Minority-/women-owned business enterprises

Our key diversity supplier achievements for the year included:
  • Celebrating seven minority-/women-owned business enterprises (MWBEs) that graduated from our inaugural 12-month Supplier Development Initiative. The initiative pairs business owners with company procurement and business-unit mentors.
  • Honoring employees as 2012 Supplier Diversity Champions based on their support of and commitment to our minority/women business development initiative globally.
  • Being recognized by the Dallas/Fort Worth Minority Supplier Development Council for our employees' efforts to support minority-owned business enterprises.


  • We conducted four on-site inspections of vendors in China and Thailand. While no major findings were identified, we discovered minor findings that were subsequently resolved.
  • Of our total U.S. procurement dollars, we spent $207.9 million with certified minority- and women-owned suppliers. We also enabled our prime suppliers to spend $17.4 million in direct sub-tier purchases from firms operated by minorities and women. Combined, this exceeded our 5 percent goal. (Currently, TI does not track global spending with MWBE suppliers. To learn more about our progress in the economic inclusion of MWBEs, read our Economic Inclusion annual reports).

Looking ahead

Throughout its 80+ year journey as a high-tech company, TI has enjoyed a great reputation as being ethical and socially and environmentally responsible. In 2013, we will adopt and use the Electronic Industry Citizenship Coalition (EICC) code of conduct as a tool to align and adopt best practices and processes within our industry. We will encourage our first-tier suppliers to do the same. For more information, see our public announcement and letter of support.

Other activities we plan to complete include:


  • Updating our business practice statement to align with EICC protocols.
  • Evaluating how to best integrate social responsibility and environmental considerations into supplier bids and proposals.
  • Initiating evaluations of our suppliers using the EICC's self-assessment questionnaire and validated audit process tools.
  • Deploying print-management software that requires employees to specify which document to print; this reduces the amount of documents printed in error. We will roll out the software globally as current print-management agreements expire over the next two to five years.
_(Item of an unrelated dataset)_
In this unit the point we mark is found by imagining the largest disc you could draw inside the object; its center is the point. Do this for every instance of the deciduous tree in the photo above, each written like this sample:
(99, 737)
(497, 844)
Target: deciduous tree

We anticipate this will reduce paper waste by more than 20 percent over the next five years.


  • Training employees and suppliers on changes related to the adoption of the EICC code of conduct.
  • Training our procurement employees on how to manage our suppliers to the requirements of the California Transparency in Supply Chains Act.
  • Tracking the use of tin, tantalum, tungsten and gold in our supply chain in preparation for compliance with the U.S. Dodd-Frank Wall Street Reform and Consumer Protection Act conflict minerals provision.

Minority- and women-owned business enterprises

  • Spending at least 5.5 percent of U.S. procurement dollars with minority- and women-owned suppliers.
  • Inviting seven new minority- and women-owned business enterprises to participate in TI's Supplier Development Initiative.